Wilson had made repeated public denials that his wife was behind his Niger trip, which Republicans pounced on. Last year, an unidentified administration official disclosed Plame's status as a covert CIA officer to conservative columnist Robert Novak, in what Wilson has claimed was retaliation for his speaking out about his trip to Niger. Depending on the circumstances, it can be a felony to blow the cover of a covert CIA operative, and a Justice Department special prosecutor has been looking into whether anyone in the Bush administration broke the law by leaking Plame's name. The Republican effort to dent Wilson's credibility may be a preemptive strike in the event of indictments.

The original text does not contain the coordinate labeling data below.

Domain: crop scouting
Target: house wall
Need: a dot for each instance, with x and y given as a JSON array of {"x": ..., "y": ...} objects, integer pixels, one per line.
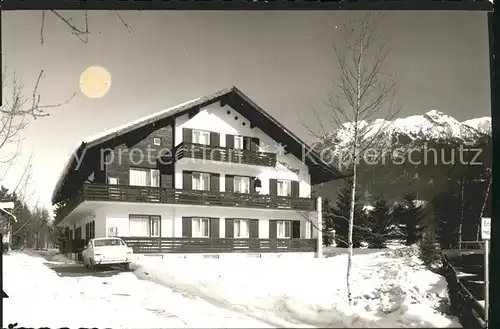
[
  {"x": 98, "y": 216},
  {"x": 143, "y": 154},
  {"x": 216, "y": 118},
  {"x": 117, "y": 215}
]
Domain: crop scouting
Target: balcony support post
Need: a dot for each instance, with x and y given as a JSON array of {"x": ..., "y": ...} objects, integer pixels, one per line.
[{"x": 319, "y": 239}]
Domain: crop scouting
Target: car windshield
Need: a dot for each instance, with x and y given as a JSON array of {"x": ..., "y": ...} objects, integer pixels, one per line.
[{"x": 108, "y": 242}]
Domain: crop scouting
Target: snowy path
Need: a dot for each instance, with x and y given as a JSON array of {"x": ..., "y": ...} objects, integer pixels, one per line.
[{"x": 41, "y": 297}]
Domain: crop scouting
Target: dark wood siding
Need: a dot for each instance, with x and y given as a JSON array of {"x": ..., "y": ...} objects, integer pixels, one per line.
[
  {"x": 214, "y": 182},
  {"x": 254, "y": 228},
  {"x": 254, "y": 144},
  {"x": 273, "y": 187},
  {"x": 214, "y": 139},
  {"x": 186, "y": 227},
  {"x": 214, "y": 227},
  {"x": 295, "y": 189},
  {"x": 273, "y": 229},
  {"x": 229, "y": 183},
  {"x": 187, "y": 135},
  {"x": 137, "y": 150},
  {"x": 187, "y": 180},
  {"x": 295, "y": 229},
  {"x": 229, "y": 228},
  {"x": 230, "y": 141}
]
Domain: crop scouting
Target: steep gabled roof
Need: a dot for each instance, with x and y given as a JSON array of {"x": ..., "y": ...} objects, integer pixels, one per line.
[{"x": 266, "y": 122}]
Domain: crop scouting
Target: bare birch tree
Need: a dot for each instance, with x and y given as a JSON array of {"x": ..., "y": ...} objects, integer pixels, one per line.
[
  {"x": 79, "y": 29},
  {"x": 362, "y": 91}
]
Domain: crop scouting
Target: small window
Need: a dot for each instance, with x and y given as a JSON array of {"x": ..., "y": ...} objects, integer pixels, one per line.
[
  {"x": 201, "y": 137},
  {"x": 241, "y": 184},
  {"x": 308, "y": 230},
  {"x": 238, "y": 142},
  {"x": 201, "y": 181},
  {"x": 241, "y": 228},
  {"x": 201, "y": 228},
  {"x": 284, "y": 188},
  {"x": 283, "y": 229},
  {"x": 154, "y": 224},
  {"x": 112, "y": 231}
]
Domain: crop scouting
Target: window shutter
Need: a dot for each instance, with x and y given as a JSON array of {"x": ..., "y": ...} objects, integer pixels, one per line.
[
  {"x": 229, "y": 183},
  {"x": 254, "y": 228},
  {"x": 295, "y": 189},
  {"x": 230, "y": 141},
  {"x": 229, "y": 228},
  {"x": 273, "y": 229},
  {"x": 187, "y": 135},
  {"x": 254, "y": 144},
  {"x": 273, "y": 187},
  {"x": 214, "y": 182},
  {"x": 295, "y": 229},
  {"x": 187, "y": 180},
  {"x": 214, "y": 139},
  {"x": 186, "y": 227},
  {"x": 214, "y": 227}
]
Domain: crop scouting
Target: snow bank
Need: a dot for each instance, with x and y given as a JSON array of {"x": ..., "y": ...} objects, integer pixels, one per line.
[{"x": 389, "y": 289}]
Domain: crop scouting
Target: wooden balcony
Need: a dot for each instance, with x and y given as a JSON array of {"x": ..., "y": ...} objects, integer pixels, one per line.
[
  {"x": 126, "y": 193},
  {"x": 146, "y": 245},
  {"x": 224, "y": 154}
]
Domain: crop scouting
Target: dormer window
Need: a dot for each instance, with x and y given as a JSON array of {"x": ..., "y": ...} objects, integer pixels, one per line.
[{"x": 201, "y": 137}]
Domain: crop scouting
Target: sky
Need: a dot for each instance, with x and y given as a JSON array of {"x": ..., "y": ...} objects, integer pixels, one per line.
[{"x": 283, "y": 60}]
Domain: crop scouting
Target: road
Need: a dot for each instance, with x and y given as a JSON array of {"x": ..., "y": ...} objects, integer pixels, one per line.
[{"x": 64, "y": 294}]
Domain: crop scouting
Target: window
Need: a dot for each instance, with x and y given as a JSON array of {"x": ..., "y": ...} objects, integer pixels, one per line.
[
  {"x": 201, "y": 181},
  {"x": 238, "y": 142},
  {"x": 112, "y": 231},
  {"x": 284, "y": 187},
  {"x": 201, "y": 228},
  {"x": 241, "y": 228},
  {"x": 201, "y": 137},
  {"x": 144, "y": 177},
  {"x": 308, "y": 230},
  {"x": 283, "y": 229},
  {"x": 241, "y": 184},
  {"x": 144, "y": 226},
  {"x": 108, "y": 242}
]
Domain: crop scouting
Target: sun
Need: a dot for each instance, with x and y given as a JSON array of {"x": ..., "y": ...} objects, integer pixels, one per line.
[{"x": 95, "y": 82}]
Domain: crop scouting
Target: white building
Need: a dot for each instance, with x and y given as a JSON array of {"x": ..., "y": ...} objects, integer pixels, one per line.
[{"x": 214, "y": 175}]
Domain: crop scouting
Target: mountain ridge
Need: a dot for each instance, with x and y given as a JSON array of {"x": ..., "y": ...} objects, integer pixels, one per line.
[{"x": 432, "y": 125}]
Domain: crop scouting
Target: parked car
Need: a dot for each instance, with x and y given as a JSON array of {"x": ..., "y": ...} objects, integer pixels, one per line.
[{"x": 107, "y": 251}]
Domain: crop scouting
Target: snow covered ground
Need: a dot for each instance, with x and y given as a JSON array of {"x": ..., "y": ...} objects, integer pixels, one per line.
[
  {"x": 390, "y": 289},
  {"x": 40, "y": 297}
]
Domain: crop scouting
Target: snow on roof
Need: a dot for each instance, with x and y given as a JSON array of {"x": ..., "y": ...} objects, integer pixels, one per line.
[{"x": 118, "y": 129}]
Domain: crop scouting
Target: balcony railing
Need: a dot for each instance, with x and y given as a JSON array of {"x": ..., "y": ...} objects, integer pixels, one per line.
[
  {"x": 146, "y": 245},
  {"x": 224, "y": 154},
  {"x": 126, "y": 193}
]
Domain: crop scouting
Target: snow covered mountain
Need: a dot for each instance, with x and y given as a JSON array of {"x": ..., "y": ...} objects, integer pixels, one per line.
[{"x": 433, "y": 125}]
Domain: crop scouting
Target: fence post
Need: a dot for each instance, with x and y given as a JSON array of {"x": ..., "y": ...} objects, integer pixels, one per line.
[{"x": 319, "y": 239}]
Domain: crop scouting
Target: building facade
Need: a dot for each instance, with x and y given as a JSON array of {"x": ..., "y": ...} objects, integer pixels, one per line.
[{"x": 216, "y": 175}]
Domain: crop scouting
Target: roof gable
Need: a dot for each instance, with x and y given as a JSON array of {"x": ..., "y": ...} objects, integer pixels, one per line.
[{"x": 228, "y": 96}]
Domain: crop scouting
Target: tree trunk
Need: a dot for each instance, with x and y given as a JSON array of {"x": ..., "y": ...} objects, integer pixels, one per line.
[
  {"x": 351, "y": 226},
  {"x": 478, "y": 235},
  {"x": 461, "y": 214}
]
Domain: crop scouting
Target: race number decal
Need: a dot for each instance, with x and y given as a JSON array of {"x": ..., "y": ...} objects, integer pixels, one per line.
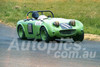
[
  {"x": 38, "y": 23},
  {"x": 30, "y": 28}
]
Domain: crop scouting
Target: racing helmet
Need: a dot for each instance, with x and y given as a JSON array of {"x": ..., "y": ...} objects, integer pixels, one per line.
[{"x": 35, "y": 14}]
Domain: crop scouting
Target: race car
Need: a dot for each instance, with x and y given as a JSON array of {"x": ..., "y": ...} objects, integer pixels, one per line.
[{"x": 48, "y": 28}]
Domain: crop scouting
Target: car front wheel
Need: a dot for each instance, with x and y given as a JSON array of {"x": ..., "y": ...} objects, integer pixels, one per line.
[
  {"x": 79, "y": 37},
  {"x": 20, "y": 32}
]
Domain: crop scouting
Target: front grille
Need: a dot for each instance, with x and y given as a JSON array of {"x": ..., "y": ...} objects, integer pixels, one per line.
[
  {"x": 67, "y": 31},
  {"x": 65, "y": 26}
]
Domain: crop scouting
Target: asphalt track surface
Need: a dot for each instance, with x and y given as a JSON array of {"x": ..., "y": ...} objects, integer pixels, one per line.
[{"x": 40, "y": 58}]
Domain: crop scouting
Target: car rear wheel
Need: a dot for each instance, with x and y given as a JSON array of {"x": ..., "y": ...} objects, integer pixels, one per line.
[
  {"x": 79, "y": 37},
  {"x": 20, "y": 32},
  {"x": 44, "y": 34}
]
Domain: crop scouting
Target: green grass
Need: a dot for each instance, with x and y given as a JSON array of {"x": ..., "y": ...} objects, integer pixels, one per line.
[{"x": 87, "y": 11}]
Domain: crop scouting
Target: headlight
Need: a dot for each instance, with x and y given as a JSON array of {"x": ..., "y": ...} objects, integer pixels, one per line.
[
  {"x": 72, "y": 23},
  {"x": 56, "y": 24}
]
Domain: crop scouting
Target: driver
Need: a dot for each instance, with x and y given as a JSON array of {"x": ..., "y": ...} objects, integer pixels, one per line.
[{"x": 41, "y": 17}]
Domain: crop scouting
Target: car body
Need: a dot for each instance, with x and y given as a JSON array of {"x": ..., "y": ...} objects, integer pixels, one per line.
[{"x": 49, "y": 28}]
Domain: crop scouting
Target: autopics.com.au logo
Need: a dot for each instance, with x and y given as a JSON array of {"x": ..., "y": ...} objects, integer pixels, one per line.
[{"x": 59, "y": 50}]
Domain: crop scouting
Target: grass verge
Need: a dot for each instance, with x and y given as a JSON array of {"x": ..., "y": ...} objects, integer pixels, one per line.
[{"x": 87, "y": 11}]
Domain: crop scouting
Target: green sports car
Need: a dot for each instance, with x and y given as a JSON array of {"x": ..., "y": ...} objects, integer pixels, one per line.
[{"x": 48, "y": 28}]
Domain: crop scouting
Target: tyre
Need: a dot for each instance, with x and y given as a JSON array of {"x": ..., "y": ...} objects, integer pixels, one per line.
[
  {"x": 44, "y": 34},
  {"x": 79, "y": 37},
  {"x": 20, "y": 32}
]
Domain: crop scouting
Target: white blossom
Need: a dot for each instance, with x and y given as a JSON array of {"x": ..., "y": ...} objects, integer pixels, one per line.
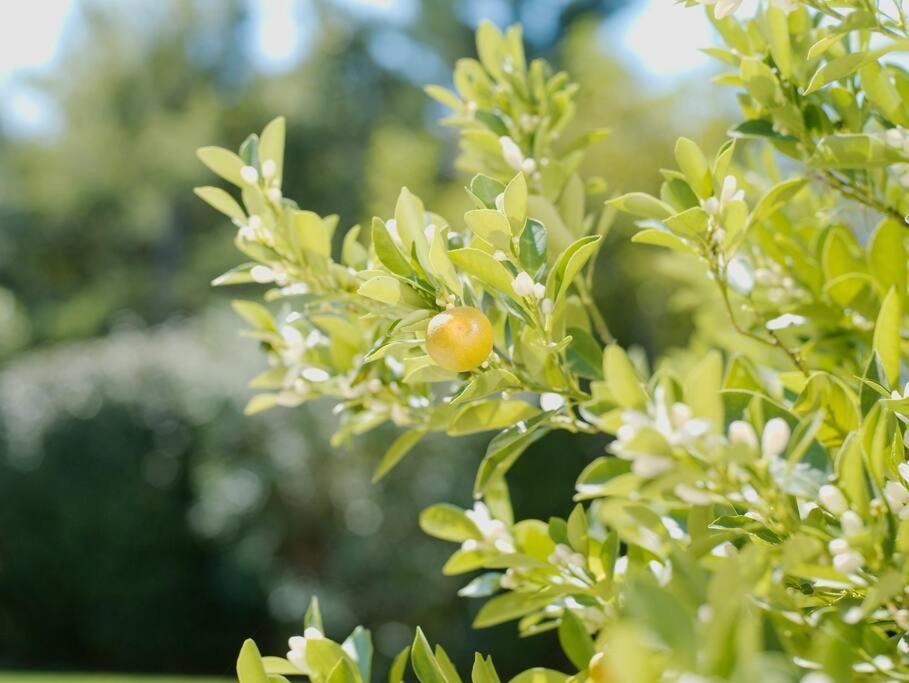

For his part, Berger has admitted to being "sloppy" with the classified copies of the documents, which were written by former White House counterterrorism czar Richard Clarke to describe the administration's response to a failed al-Qaida plot to bomb the Los Angeles airport during millennial celebrations in 1999. Berger told the FBI he may have inadvertently discarded some of the copies. He did not, however, remove any original documents, but only copies, his lawyer has said.
But Republicans have attempted to downplay the disclosure of Plame's covert status, even suggesting she had it coming because, in their view, she and Wilson were working to damage the president politically. Sen. John Cornyn, a Texas Republican, told the Washington Times last October that Plame's outing was a "minor" event. On Tuesday, the Wall Street Journal editorialized that the prosecutor in the case "should close up shop." That forgiving attitude toward the senior administration officials who outed Plame evaporates when Republicans discuss Berger, who as national security advisor had always maintained good personal relations with congressional Republicans, despite such policy differences as over whether American should have led the NATO war in Kosovo.
"Sandy Berger, we all know him, we've worked with him. But he has now been charged with taking highly classified documents, stuffing them in his trousers, using them for the Kerry campaign, and then admitting to destroying those documents. He says he was sloppy," Sen. Smith said at Tuesday's news conference, himself making several sloppy allegations.
But Berger hasn't been charged with any crime, and it is highly doubtful that he will be. Whether Valerie Plame did or did not have anything to do with Wilson's Niger mission happens to be legally beside the point; it is simply a Republican talking point, of no bearing to the special prosecutor, who continues his work. These attacks on two Democratic national security figures can be best understood as reflecting the Republican fear of the 9/11 commission report. And with its release, these controversies are likely to recede as sideshows.